Ortaköy'le ilgili feveran edenler, yazanlar, acaba Gaziantep'teki o 56 kişiyle ilgili ne yazdılar, ne söylediler, ne konuştular, soruyorum. Orada niye sustunuz. Orada niye konuşmadınız? Gaziantep'le Ortaköy saldırısı arasında ne fark var? Bizi Gaziantep'teki olay da Beşiktaş'taki olay da Ortaköy'de ki olay da canımızı yakar. Bunların hepsi terör eylemidir. Gaziantep'teki saldırıya gösterilmeyen tepkiler Ortaköy saldırısına yapılınca oraya soru işaretini koymamız gerekiyor. Hemen bunu yaşam biçimleri vesaire buraya kaydırmanın hiçbir anlamı yok. Bunlar tamamen ülkemizdeki siyasi iradeyi bir kenara ötelemek, ülkeyi bölme operasyondan başka bir şey değildir.

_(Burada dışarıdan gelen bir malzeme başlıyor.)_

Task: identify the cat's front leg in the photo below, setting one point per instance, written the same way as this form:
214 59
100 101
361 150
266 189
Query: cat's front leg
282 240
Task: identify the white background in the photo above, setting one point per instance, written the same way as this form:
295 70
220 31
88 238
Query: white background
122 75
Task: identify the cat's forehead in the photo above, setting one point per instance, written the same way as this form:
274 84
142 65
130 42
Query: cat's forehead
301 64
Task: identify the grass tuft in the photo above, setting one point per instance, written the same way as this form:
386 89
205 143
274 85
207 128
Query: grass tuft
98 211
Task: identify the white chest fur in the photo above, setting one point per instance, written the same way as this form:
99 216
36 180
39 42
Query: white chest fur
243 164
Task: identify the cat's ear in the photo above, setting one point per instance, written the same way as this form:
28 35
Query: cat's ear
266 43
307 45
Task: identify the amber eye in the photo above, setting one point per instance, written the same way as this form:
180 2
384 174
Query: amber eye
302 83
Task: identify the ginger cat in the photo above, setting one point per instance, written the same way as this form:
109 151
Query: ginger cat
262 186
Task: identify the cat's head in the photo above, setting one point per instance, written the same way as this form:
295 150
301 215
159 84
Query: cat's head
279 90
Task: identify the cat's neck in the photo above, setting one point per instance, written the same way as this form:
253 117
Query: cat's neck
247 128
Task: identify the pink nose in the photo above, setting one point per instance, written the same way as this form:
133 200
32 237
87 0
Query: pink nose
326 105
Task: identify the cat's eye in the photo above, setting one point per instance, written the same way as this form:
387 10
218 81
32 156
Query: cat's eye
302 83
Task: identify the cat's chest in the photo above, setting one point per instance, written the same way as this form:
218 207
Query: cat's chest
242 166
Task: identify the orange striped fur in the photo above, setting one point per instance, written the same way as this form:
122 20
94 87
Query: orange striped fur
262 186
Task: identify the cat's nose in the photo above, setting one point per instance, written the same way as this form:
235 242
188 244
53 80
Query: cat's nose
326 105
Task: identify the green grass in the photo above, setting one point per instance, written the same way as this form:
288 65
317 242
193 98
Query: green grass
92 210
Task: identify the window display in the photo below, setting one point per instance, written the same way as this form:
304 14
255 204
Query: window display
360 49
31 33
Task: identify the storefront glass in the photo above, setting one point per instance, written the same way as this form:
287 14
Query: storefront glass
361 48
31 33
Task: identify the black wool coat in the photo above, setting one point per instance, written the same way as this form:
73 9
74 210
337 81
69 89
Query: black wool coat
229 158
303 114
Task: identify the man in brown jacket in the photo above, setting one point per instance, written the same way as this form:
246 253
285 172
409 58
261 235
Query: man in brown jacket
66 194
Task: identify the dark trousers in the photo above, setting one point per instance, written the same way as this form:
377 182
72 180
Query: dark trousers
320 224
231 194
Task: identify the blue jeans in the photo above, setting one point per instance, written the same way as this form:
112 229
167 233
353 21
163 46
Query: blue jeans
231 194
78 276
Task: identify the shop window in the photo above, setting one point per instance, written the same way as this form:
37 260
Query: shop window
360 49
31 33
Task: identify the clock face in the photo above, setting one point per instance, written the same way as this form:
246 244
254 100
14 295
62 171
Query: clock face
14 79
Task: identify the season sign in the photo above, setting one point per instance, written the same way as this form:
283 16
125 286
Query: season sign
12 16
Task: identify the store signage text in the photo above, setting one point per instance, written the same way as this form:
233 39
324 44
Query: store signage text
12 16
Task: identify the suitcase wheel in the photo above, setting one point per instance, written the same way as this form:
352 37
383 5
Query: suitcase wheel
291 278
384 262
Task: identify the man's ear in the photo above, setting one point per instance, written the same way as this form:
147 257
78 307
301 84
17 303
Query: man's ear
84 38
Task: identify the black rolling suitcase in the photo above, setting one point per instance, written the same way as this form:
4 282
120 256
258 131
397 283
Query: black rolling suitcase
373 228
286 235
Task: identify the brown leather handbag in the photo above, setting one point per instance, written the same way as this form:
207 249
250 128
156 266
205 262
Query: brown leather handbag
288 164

TÜRKİYE'DE KİMSENİN HAYAT BİÇİMİ SİSTEMATİK BİR TEHDİT ALTINDA DEĞİLDİR

O saldırgan pazar yerinde aynı saldırıyı yapsa yine benzer tavırlar sergilenecek miydi acaba? Buradaki amaç orada ölenlerin yasını tutmak değil, bir çatlak oluşturup, toplumu kutuplaştırmak olduğu çok açıktır. Bu gerçeği görmek için aynı çevrelerin her iki olayla ilgili ifadelerini yanyana koyup bakmak kafidir. En iğrenç istismar Ortaköy saldırısında olduğu gibi ölü bedenler üzerinden yapılan istismardır. Türkiye'de kimsenin hayat biçimi sistematik bir tehdit altında değildir. Buna asla müsaade etmeyiz. 14 yıllık iktidarımız döneminde fırsat vermedik. Aksini iddia eden varsa somut örnekleriyle bunu ortaya koymak mecburiyetindedir

KİMSENİN HAYAT TARZINA MÜDAHALE EDİLMEMİŞTİR

Yaptığım her işin, attığım her adımın, her sözün kamuoyunun gözü önünde cereyan ettiği bu uzun sorumluluk döneminde hayat tarzı baskısı altında kalan acaba tek bir kişi var mıdır? Kim ben şu şekilde giyinmek istiyorum dedi de giyinemedi. Birileri sosyal medyada, gazetelerde hala utanmadan, sıkılmadan bunları yazabiliyorlar.

Kimin yediğine içtiğine karışılmıştır soruyorum. Ben tasvip etmdiğim şeyleri söylemişimdir. ama asla kimsenin hayat tarzına müdahale edilmemiştir.

"Hayatı, Türkiye'yi bir kesimin diğerleri üzerinde tahakküm kurduğu bir ülke haline getirmek isteyenlere karşı mücadeleyle geçmiş şahsımdan başka, farklı bir davranış bekleyenler daha çok beklerler. Çünkü biliyorum ki dünyadaki ve ülkemizdeki herkesin aynı hayat biçimine sahip olma mecburiyeti yoktur."

"Ezan okunmasına tahammül edemeyenlerin müezzinin üzerine yürümesi ne kadar yanlışsa, namaz kılmayana karşı zor kullanılması da aynı derecede yanlıştır. Geçmişte, örtülü olduğu için okullara alınmayan kız çocuklarımıza yapılanlara nasıl rıza göstermemişsek, bugün aksi yönde bir davranış sergilenmesi halinde aynı tavrı ortaya koyarız. Çoğunluğun azınlığa tahakkümüne karşı olduğumuz gibi azınlığın çoğunluğa tahakküm etmesine de karşı olduğumuzu da açıkça ifade etmek isterim."